As the other kids cry inconsolably on an audio recording of migrant children, 6-year-old Alison Jimena Valencia Madrid can be heard pleading for someone to call her aunt — reciting the number in Spanish.

Jimena is from El Salvador, and had just crossed into the U.S. before she was detained and separated from her mother.

In the seven-minute secret recording, kids between the ages of 4 and 10 are screaming and wailing for their parents. The audio was secretly recorded inside a Border Patrol detention center and obtained by ProPublica. The audio, released this week, sparked national outcry and condemnation.

ProPublica has followed up with the 6-year-old girl. In the above video, reporter Ginger Thompson meets in Houston with the girl's aunt and cousin, and was able to call Jimena. The aunt, who is also seeking asylum along with her daughter, does not want to be identified because she worries public attention might affect her case.

"What do you want to do when you get here?" Jimena's cousin asks.

"First, I want to take a bath, a really hot bath.
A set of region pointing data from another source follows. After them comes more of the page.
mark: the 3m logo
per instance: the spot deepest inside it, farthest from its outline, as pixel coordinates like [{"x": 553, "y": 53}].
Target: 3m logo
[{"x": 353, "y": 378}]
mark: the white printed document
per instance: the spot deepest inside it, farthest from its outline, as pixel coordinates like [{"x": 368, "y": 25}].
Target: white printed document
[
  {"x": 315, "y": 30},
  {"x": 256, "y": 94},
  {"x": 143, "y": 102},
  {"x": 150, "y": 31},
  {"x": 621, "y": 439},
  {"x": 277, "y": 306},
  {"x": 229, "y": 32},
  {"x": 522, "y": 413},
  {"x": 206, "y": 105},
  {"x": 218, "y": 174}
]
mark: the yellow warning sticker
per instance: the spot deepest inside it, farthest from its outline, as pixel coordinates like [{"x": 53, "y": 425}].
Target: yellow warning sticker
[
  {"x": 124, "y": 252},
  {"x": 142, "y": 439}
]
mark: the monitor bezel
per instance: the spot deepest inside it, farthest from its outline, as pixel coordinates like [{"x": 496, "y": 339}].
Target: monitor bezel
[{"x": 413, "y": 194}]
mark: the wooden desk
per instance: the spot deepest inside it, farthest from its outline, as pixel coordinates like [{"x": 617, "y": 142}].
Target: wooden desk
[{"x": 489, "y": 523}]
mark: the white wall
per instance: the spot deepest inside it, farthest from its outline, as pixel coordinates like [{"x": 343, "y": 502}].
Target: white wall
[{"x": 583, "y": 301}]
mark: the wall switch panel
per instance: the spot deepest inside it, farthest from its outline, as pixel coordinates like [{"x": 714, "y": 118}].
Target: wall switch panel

Then I want to eat," Jimena responds.

Jimena and her mom are being held in separate detention centers: Jimena is in a facility in Phoenix, while her mom is detained more than 1,200 miles away in Port Isabel, Texas.

Thompson spoke with NPR's All Things Considered on Tuesday, after the recording that captures Jimena and nearly a dozen other young children, was released.
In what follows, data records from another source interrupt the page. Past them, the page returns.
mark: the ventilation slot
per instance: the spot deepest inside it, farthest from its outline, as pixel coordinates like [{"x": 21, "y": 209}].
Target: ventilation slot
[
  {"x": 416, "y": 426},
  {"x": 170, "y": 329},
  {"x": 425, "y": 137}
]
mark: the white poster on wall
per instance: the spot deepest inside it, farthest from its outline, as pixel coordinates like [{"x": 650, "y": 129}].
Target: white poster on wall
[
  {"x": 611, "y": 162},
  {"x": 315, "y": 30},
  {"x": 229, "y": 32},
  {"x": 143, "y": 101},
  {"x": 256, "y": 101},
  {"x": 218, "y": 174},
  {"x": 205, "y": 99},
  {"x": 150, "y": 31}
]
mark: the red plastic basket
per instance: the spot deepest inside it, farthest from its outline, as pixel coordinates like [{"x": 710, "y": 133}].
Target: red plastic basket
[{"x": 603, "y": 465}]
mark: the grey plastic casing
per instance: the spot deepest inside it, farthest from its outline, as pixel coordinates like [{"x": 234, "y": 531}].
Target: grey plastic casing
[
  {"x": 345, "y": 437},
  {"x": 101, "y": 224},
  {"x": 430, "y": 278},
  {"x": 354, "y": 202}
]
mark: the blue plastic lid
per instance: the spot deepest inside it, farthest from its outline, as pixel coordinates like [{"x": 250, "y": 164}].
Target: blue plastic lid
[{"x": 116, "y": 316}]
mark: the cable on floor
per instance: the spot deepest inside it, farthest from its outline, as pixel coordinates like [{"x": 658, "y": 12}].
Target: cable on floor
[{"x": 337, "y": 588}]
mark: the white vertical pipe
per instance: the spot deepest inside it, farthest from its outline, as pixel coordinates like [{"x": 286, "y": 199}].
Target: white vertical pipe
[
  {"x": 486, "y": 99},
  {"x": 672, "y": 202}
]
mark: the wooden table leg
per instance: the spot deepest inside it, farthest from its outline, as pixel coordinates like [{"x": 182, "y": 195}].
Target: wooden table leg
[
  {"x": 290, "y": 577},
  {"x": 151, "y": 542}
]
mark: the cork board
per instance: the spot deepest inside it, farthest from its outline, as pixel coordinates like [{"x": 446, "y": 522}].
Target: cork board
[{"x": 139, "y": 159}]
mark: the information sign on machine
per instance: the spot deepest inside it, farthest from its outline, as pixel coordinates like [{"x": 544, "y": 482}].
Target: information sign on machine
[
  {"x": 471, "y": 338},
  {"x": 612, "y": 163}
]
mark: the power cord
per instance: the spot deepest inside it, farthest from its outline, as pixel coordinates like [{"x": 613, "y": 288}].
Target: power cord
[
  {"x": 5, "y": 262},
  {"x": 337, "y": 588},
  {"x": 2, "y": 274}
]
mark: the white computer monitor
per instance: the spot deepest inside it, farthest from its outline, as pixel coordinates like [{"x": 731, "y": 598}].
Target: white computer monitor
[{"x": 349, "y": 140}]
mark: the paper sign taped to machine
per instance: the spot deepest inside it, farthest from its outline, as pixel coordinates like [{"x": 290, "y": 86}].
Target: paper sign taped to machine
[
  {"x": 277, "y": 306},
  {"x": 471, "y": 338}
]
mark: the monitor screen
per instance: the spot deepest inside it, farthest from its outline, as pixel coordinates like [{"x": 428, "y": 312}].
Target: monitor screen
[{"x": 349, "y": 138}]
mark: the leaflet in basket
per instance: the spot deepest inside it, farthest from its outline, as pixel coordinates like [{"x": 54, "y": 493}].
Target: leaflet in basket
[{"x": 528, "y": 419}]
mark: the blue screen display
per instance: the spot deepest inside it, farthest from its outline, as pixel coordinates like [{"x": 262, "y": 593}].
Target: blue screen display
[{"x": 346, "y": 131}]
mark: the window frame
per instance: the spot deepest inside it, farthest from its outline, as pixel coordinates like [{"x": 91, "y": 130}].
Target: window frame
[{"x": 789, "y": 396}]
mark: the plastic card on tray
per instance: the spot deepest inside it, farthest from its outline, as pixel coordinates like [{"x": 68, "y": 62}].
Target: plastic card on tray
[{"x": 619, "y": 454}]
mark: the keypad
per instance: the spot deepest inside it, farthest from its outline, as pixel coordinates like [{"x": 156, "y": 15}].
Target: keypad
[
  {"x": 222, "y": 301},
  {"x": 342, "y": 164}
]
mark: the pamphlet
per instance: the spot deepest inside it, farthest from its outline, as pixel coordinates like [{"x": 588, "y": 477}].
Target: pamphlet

"A lot of times journalists, what we do to try to explain a reality — a big reality that involves thousands of people — is we try to find one case, go in deep on one as a way to show a larger reality.

"Could we say that this is what it looks like in every place? I don't think we purport to say that this is what it looks like in every place. But we say that this is certainly what it looks like here. And if it looks like this here, it raises questions about what it looks like in other places, and I think gives some indication of what things might look like in other places."

"It was shocking, to be honest," Thompson continued. "I have lots of small children in my own family, and their voices kept ringing through my head as I was listening to the voices of these kids and thinking about what must these kids be going through. It's just incredibly powerful."

Memorizing her aunt's phone number was critical to Jimena being able to connect with her aunt, and it may result in eventually being reunified with her mother. Under the Trump administration's zero tolerance policy, more than 2,300 children have been separated from their parents after crossing the border. Thompson reports that that puts the burden for providing contact information on these children. Many may not be as lucky as Jimena, because they are either too young to memorize their family members' contact information, or do not know to.

Thompson reports:

"Jimena's aunt said the consular official who eventually helped Jimena call her was struck by the child's ability to stay composed under that kind of pressure. 'Of all the children here, she's the only one who provided information,' the official told her. 'Most children here aren't able to give names, much less a phone number.'

"The aunt said when she first heard Jimena's voice on the phone 'I threw myself out of bed and fell on my knees. I thanked God that she remembered the number. If not, I don't know what would have happened to her.' "

Jimena's aunt says she's worried about the other children stuck in the same predicament. "It's really hard," she tells Thompson. "I can't imagine the magnitude of these children's suffering, the psychological and emotional damage that the older and younger kids there have."

Thompson tells NPR's Morning Edition on Friday that the prospect of reunification between Jimena and her mom, like that of other children separated from their parents after crossing the border, remains uncertain.

"There's no idea when she'll see her daughter again," Thompson says. "She was told that she would be reunited with her daughter, but there's been no plan for exactly how these reunifications are going to happen."